Forgetting what is behind and straining toward what is ahead, 14 I press on toward the goal to win the prize for which God has called me heavenward in Christ Jesus.

There is such a hopefulness in our faith. Whatever may have happened, whatever dangers or disappointments we might have faced, whatever risks lie in wait for us, there is always hope. 

The words of Kennon Callahan (Twelve Keys to an Effective Church) have been with me for years … we are not only the people of the Cross, we are also the people of the Empty Tomb.

And as we have journeyed our weary way through Lent, reminiscent of the 40 years in the desert on the way to the Promised Land and Jesus’ 40 days in the wilderness before he began his ministry, we are reminded in these readings that ahead of us lies the full satisfaction of our hope in God.

But what about the reading in John’s Gospel … surely it doesn’t fit this message. What does a dinner party, an extravagant wasting of perfume, talk of a burial and the poor always being with us have to do with hopefulness?

Let’s set the scene.

There is a dinner party in the village of Bethany. Jesus is the honoured guest at the table, he is surrounded by his most intimate friends 

  • Lazarus, the friend who died and over whom he wept. The one whom he raised from the dead.
  • Lazarus’ sisters, Martha and her sister Mary, with whom Jesus seemed to stay whenever he visited Jerusalem
  • And, of course, the disciples.

Martha is serving the food, and Lazarus’ is there at the table.

Mary takes a pint of pure nard and pours it on Jesus’ feet, the room is filled with a wonderful fragrance but Judas is upset at this extravagant waste.

This story of the woman who pours perfume over Jesus’ feet appears also in each of the other gospels but she is only named in John. In Luke’s gospel she is identified as a sinner – “that sort of woman!”

Some have suggested that this Mary could well be Mary Magdalene, or Mary of Migdol (a little village near Galilee on the main road to Nazareth). Mary of Migdol was the former prostitute from whom Jesus had cast out seven devils.

Here she comes and pours out a pint of pure nard, worth nearly a years’ wages, on the feet of Jesus. In those days prostitutes invested in perfume as a saving for their retirement. The alabaster perfume bottle worn around their neck was a symbol of their profession.  

Mary comes to Jesus – and she had no doubt been with Him many days – and pours out this perfume (all her savings for the future) at the feet of the Lord.
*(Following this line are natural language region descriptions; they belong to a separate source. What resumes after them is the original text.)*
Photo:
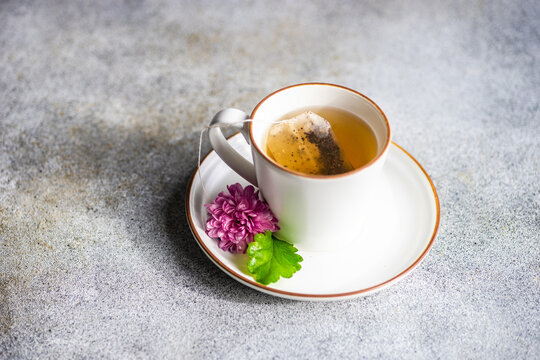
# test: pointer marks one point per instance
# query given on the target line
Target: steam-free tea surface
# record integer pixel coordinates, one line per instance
(321, 141)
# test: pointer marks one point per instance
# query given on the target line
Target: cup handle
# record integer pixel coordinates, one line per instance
(224, 150)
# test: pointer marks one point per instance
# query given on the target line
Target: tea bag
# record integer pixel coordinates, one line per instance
(307, 144)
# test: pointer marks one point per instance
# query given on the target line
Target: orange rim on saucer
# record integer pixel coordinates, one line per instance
(271, 290)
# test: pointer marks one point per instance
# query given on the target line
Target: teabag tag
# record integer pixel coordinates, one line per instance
(307, 144)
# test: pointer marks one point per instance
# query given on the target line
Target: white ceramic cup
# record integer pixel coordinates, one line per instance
(316, 213)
It is powerfully symbolic – she is surrendering her past, as a sinner, and giving her future as a gift to Jesus. 

Judas is angry! What a waste, he says, but really he was only interested in helping himself to this valuable perfume.
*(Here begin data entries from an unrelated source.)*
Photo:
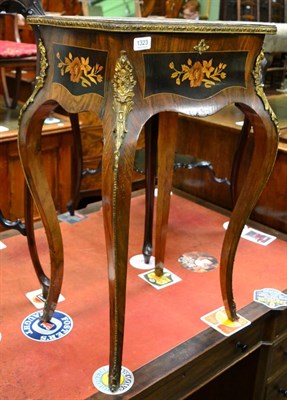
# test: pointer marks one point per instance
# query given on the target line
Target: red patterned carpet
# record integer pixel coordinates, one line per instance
(156, 320)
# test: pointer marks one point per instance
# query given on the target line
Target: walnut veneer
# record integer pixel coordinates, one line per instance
(92, 64)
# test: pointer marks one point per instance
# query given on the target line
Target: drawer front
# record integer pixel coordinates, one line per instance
(279, 356)
(277, 390)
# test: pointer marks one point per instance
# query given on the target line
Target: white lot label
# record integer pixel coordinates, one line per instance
(143, 43)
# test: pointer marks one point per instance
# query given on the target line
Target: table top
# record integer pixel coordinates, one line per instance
(152, 25)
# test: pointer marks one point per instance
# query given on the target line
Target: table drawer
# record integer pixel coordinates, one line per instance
(279, 356)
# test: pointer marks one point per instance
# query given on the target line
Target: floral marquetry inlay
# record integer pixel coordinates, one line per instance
(80, 70)
(199, 73)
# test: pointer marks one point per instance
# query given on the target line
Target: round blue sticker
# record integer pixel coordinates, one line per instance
(59, 326)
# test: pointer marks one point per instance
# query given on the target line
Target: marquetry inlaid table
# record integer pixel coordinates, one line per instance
(126, 71)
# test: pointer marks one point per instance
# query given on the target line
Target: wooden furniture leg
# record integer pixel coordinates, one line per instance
(264, 155)
(29, 224)
(151, 137)
(167, 134)
(117, 183)
(77, 163)
(30, 153)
Jesus is pleased! This gift is for my burial … it is only six days to go. Six days to the Passover, six days to the Cross, Six days to death…
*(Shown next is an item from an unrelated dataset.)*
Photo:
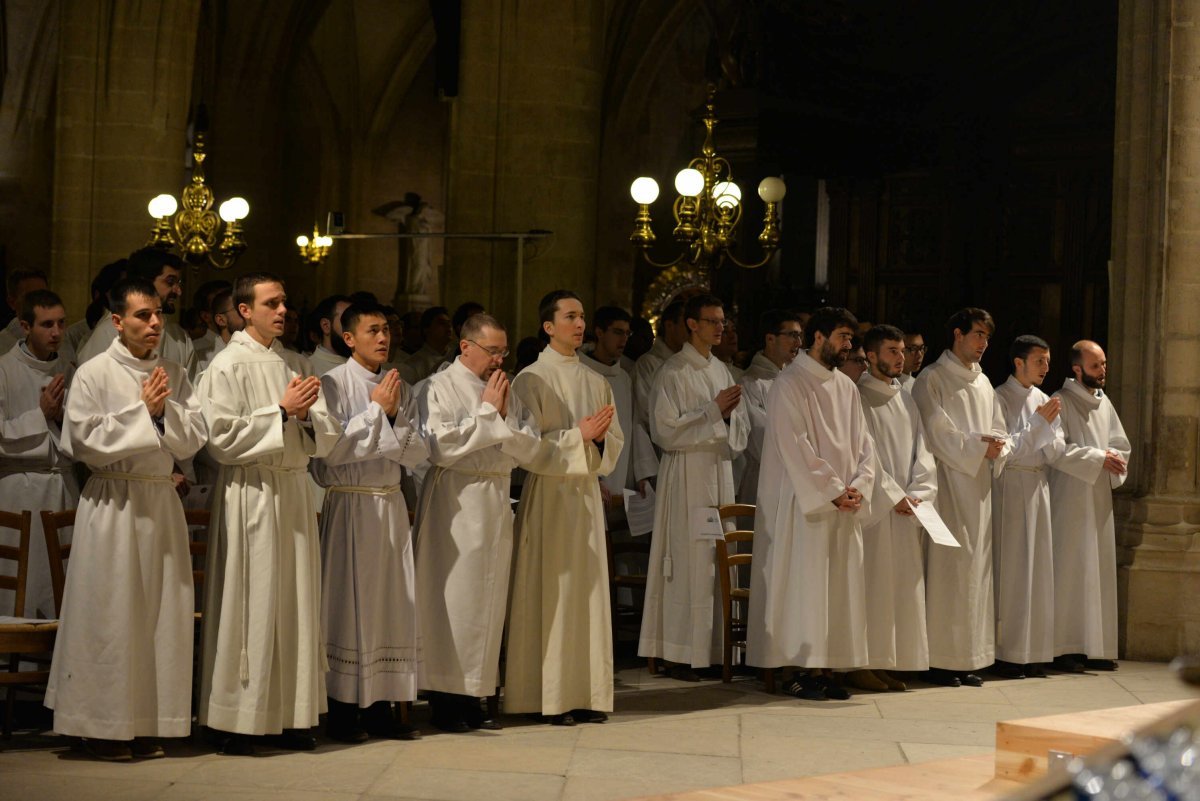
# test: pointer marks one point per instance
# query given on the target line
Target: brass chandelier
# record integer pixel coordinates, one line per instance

In Jesus’ mind, the hope for mankind is nearly here. He will die for the sake of sinners. In the giving of his life he will give new life and new hope for all those who put their faith and trust in him. 

Perhaps Mary Magdalene knew this too … She was no longer the prostitute who served travellers on the road between Jerusalem and Galilee. That life was gone – dead, finished. She had found a new life in following Jesus, and perhaps, of all his followers, including the disciples, she understood the good news of his message.

She gave up her old life, she gave up her perfume – her saved-up hope for the future, to put all her trust and hope in him.

At his death, she was there at the Cross with his mother, At his resurrection, she was there at the dawn of the new day to bear witness to the empty tomb and the risen Christ.

As we approach the remembrance of those momentous events 2000 years ago, Palm Sunday on the way into Jerusalem, Good Friday on Golgotha and Easter Sunday at the Garden Tomb … let us also know that putting our sin behind us is not a loss … that putting our trust in Jesus is a good investment and that there is great joy beyond the trials and the suffering.

Let us be like those who dreamed. Let our mouths be filled with laughter, and our tongues with songs of joy.

To God be the glory, in Christ Jesus, both now and forever!